リポたんぱく質は大別して2種類あり、呼び名と働きを比較すると、
・LDL(低比重リポたんぱく質) … 肝臓から全身へコレステロールを運ぶ
・HDL(高比重リポたんぱく質) … からだ中のあまったコレステロールを肝臓へ戻す
と、コレステロールの供給と貯蔵をおこない、バランスを保つ仕組みをなしています。本来は「上り」「下り」とでも表現すべき動きなのですが、コレステロール=悪のイメージが強いせいで、全身に運ぶLDLは「悪玉」、血液中から減らし肝臓に戻すHDLは「善玉」の名が定着してしまいました。

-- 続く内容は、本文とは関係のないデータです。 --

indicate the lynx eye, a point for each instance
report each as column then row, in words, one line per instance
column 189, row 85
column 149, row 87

LDLとHDLは、どちらが大事か? 健康診断ではそれぞれが数値化され、低いほうが良いと思われがちだが、
・LDLが低すぎる … からだに必要なコレステロールが行き渡らない
・HDLが低すぎる … あまった分を回収できていない
の意味となるので、どちらも「低いほど健康」とは言い切れません。重要なのはバランスで、かりにLDLが低くてもHDLが異常に高いような状態であれば健康とは言い難いのです。
残念ながら基準値を超えてしまったひとは、酒やタバコなどのし好品、体質や運動量も関わってくるので、食べ物だけでは改善しない場合もある。医師に普段の生活を伝え、指導してもらうのが良いだろう。
■まとめ
・コレステロールは、炭素・水素・酸素で成り立つ有機化合物
・比率が違うだけで、ショ糖やブドウ糖の仲間といえる物質
・「善玉」「悪玉」の区別はなく、1種類しか存在しない
・極悪なイメージに反し、生存に欠かせない物質。約80%は体内で生産されている!